Our implementation of HC is described in a previous paper (Gadian et al., 1987). A total of four platinum electrodes (125 μm in diameter) were inserted into the cerebral tissue to a depth of approximately 1 mm. These electrodes were polarized to a value of 400 mV with respect to a reference Ag/AgCl electrode positioned subcutaneously in the flank. The polarization voltage was chosen to minimize the electrode sensitivity to the oxidation or reduction of other species (such as oxygen and ascorbic acid) (Young, 1980). The electrodes were placed symmetrically 2 mm from the midline with a pair in each of the frontal and parietal cortices. To measure CBF, hydrogen was added to the anesthetic gases at a fixed concentration of approximately 5%. The electrode currents were then monitored and the hydrogen inhalation discontinued at the point of tissue saturation.

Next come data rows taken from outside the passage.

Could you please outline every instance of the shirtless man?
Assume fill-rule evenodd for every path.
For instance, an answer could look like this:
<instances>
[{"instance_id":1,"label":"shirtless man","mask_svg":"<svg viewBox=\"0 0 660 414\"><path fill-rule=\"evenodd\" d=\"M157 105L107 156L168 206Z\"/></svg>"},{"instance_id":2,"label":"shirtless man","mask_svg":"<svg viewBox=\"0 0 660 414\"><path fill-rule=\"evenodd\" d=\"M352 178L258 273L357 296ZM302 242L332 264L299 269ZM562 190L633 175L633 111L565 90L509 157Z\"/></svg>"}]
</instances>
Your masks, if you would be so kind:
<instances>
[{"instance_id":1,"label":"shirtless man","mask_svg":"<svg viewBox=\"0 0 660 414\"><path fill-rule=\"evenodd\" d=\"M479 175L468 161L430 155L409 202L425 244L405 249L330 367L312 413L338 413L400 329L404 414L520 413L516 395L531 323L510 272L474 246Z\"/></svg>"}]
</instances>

Output from the electrodes was sampled, digitized, and processed (Δt = 5 or 15 seconds) using a PC data acquisition system. It has been shown that clearance curves in the gerbil display principally monoexponential characteristics (Avery et al., 1984), and multiple compartments were therefore not considered. The regions of the gerbil brain that were investigated in this study were expected to contain minimal amounts of white matter. The first 40 seconds of the desaturation curve was discarded to avoid the influence of arterial recirculation. The electrode current during the washout period was fitted to the following expression

I (t) = I (0) \exp (- k t) + C

(5)

The fitted time constant, k, corresponds to f/λ_H, where f is the flow (with units milliliters per 100 g per minute), and λ_H is the blood–brain partition coefficient of hydrogen (λ_H = 100 mL · 100g⁻¹ · min⁻¹), and C is the baseline current. For higher flows, Δt, the time interval between electrode current readings, becomes a limiting factor in the accuracy of the measurement. This interval was therefore decreased from 15 seconds to 5 seconds for measurement of expected higher flows.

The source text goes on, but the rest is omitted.